# Old dog acting up?



## mattech (Apr 26, 2012)

I have a black lab mix, she is about 8 years old. Always been a great dog, but as of late she has really been acting out. Lately when we come home we find wrappers to the bread in different parts of the house where she has pulled it off the counter and ate all the bread. She has also started getting into the trash, so we come home to trash strowed all over the kitchen. She has never done this type of stuff before, and I can't seem to think of any changes that mght have triggered it. We try to give her plenty of attention, and keep food in her bowl. Anyone have any Ideas?


----------



## doenightmare (Apr 27, 2012)

May be a reaction to seizures - my little guy started having them about a year ago. The vet put him on phenobarbital and he is doing great. He would just go stiff so I don't know if that could be the trigger for her acting up. Take her to the vet!


----------



## ngaduck (Apr 27, 2012)

Could be bored. May need to start crating her when she is unsupervised. She could get into something that could hurt or kill her.


----------



## redman2006 (Apr 27, 2012)

mattech said:


> I have a black lab mix, she is about 8 years old.
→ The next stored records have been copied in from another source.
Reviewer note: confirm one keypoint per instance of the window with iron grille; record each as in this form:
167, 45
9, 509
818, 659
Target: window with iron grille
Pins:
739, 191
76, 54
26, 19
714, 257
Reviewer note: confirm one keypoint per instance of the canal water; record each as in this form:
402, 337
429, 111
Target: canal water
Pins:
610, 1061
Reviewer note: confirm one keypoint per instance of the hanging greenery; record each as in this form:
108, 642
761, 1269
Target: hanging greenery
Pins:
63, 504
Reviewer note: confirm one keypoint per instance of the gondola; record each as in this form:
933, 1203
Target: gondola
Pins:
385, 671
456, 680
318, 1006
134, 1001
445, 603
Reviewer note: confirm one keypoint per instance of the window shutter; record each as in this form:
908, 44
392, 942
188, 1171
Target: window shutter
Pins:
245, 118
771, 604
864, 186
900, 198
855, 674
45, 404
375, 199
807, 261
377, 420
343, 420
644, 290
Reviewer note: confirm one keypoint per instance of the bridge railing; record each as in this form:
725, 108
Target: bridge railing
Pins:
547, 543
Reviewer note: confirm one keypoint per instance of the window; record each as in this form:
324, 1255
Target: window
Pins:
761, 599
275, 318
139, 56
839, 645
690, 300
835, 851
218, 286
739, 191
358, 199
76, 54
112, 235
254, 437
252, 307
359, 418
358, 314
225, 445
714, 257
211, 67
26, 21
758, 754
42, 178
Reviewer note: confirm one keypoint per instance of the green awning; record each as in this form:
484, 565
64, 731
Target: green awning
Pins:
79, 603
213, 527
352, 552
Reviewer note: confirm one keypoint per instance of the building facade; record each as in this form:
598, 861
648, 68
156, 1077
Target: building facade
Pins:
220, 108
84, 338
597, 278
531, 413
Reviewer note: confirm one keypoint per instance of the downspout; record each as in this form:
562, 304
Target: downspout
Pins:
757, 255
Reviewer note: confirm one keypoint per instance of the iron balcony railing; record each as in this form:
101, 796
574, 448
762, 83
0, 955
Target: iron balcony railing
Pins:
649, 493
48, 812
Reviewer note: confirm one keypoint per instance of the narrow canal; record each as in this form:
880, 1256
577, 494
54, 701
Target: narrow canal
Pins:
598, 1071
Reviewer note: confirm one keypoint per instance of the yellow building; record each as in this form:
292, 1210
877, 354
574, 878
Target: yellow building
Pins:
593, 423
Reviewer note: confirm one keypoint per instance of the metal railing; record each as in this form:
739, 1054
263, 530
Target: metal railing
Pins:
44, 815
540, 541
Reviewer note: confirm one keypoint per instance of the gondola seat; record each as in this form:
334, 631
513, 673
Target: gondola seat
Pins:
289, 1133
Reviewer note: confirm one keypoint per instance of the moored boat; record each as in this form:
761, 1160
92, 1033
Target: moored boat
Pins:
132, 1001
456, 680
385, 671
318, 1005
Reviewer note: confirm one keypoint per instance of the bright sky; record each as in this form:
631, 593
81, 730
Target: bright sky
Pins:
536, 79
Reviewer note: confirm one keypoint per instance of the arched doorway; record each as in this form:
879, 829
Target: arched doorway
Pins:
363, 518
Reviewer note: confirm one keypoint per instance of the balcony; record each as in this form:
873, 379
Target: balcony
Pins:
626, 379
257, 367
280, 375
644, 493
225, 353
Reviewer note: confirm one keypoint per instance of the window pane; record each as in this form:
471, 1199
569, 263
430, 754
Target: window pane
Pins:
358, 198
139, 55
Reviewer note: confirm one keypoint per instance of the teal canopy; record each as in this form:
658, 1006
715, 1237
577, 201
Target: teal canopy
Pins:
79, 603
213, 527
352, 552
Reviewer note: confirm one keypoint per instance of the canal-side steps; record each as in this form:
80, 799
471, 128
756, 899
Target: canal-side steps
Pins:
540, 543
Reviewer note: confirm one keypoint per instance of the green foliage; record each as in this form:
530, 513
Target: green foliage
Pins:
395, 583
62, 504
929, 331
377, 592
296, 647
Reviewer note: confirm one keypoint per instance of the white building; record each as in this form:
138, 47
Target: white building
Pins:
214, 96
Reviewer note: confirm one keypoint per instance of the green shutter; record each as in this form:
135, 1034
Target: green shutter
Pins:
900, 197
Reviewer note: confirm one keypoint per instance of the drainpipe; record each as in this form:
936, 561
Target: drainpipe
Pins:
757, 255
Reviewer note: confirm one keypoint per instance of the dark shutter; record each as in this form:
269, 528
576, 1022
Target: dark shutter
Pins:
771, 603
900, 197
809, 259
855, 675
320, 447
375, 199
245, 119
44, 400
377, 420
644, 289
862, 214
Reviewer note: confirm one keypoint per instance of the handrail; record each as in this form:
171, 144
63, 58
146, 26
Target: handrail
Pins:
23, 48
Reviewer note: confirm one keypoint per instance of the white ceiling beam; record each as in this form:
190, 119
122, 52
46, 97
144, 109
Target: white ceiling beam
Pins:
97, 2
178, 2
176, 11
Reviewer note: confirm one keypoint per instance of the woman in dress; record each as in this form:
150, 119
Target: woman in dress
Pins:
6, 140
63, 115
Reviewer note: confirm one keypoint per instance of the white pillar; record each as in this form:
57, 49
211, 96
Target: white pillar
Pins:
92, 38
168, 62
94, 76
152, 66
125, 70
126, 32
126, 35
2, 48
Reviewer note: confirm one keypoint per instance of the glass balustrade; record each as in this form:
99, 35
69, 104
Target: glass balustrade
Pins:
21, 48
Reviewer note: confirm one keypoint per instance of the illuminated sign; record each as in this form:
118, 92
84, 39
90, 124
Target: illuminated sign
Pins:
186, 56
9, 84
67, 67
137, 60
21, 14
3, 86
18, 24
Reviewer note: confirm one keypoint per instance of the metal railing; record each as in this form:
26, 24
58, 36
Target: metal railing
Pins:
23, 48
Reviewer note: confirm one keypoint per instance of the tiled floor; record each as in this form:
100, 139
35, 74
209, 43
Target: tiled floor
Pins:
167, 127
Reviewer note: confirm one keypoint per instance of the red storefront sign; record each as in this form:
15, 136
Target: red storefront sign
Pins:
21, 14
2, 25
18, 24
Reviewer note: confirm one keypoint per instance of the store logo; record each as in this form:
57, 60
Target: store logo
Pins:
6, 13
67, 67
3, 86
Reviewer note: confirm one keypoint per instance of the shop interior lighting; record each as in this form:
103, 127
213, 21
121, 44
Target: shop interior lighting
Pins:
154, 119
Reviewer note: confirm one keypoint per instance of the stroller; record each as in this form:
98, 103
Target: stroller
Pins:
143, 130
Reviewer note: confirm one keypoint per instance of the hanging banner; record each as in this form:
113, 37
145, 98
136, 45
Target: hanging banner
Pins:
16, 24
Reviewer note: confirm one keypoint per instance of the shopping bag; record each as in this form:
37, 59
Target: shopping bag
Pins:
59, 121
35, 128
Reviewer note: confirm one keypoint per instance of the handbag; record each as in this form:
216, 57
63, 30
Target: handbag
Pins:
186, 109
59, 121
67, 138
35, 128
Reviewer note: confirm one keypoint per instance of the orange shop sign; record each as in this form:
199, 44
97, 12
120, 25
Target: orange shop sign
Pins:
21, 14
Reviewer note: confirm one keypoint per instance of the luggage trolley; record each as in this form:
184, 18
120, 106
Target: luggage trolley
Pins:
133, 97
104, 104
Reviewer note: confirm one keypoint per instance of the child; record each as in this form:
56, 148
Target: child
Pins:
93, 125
Always been a great dog, but as of late she has really been acting out. Lately when we come home we find wrappers to the bread in different parts of the house where she has pulled it off the counter and ate all the bread. She has also started getting into the trash, so we come home to trash strowed all over the kitchen. She has never done this type of stuff before, and I can't seem to think of any changes that mght have triggered it. We try to give her plenty of attention, and keep food in her bowl. Anyone have any Ideas?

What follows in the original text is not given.